3. Churn spike in the most recent quarter. Sellers know when the books are about to look worse and rush to list. A trailing 3-month churn that's 2x the prior 12-month average should be investigated.
4. Heavy reliance on one large customer. Any single account >15% of revenue is concentration risk. >25% is existential.
5. Seller won't commit to a transition period. Even 14 days is short. A seller who wants out the day of close is selling you trouble.
6. Pricing well below market without a clear reason. Distress is sometimes legitimate (health, divorce). But "I just want to be done" at a 30% discount usually means there's a problem you haven't found yet.
7. "Cash deals" or off-the-books revenue claims. Off-platform revenue does not transfer. Don't pay for it. If the seller is loose with the IRS, they'll be loose with you.
8. Recent customer complaints on Google or Yelp. A 3-star average with recent angry reviews is a brewing churn event you'll inherit. Read every review from the last 12 months.
9. Equipment included is in poor condition. Discount or remove from the deal. Don't pay equipment value for liability.

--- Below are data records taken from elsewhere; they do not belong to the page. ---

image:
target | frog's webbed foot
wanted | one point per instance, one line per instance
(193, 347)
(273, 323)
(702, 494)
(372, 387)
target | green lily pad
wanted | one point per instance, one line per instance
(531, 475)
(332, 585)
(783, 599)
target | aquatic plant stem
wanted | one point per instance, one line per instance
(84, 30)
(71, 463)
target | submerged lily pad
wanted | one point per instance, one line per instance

10. Vague or missing documentation. No CRM, no SOPs, no written customer notes, you're paying for a head full of knowledge that walks out on close day.
11. The seller has sold a route before. Not automatically bad, but ask why. Serial sellers sometimes flip routes that are accumulating problems they don't want to fix.

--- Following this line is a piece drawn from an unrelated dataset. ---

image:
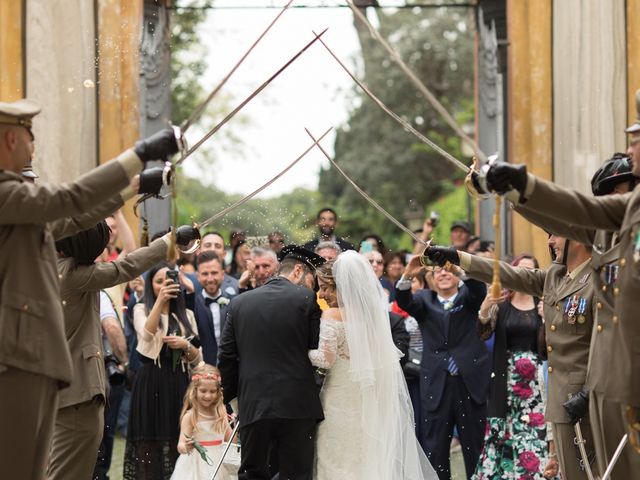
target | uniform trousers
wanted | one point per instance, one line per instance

12. Pressure to close fast. "Another buyer is making an offer Monday." "I need to wire by Friday." Real deals tolerate diligence. Manufactured urgency is almost always a tactic.
Soft red flags (note them, don't fail them):
- Seller refers to the route as "easy money" rather than "hard work."
- Seller hasn't taken a real vacation in 5 years (founder-dependence).
- Seller's spouse has never met the customers (succession risk if seller is unavailable).
- The truck has religious or political bumper stickers, small thing, but you may inherit reputation by association.
The "what would have to be true?" test. If the deal looks too good for the price, ask: what would have to be true for this to be a great deal *and* still be priced this low? If you can't find a coherent answer, you don't know enough yet.
Walking away from a bad deal is the cheapest decision you'll ever make. There will be more routes.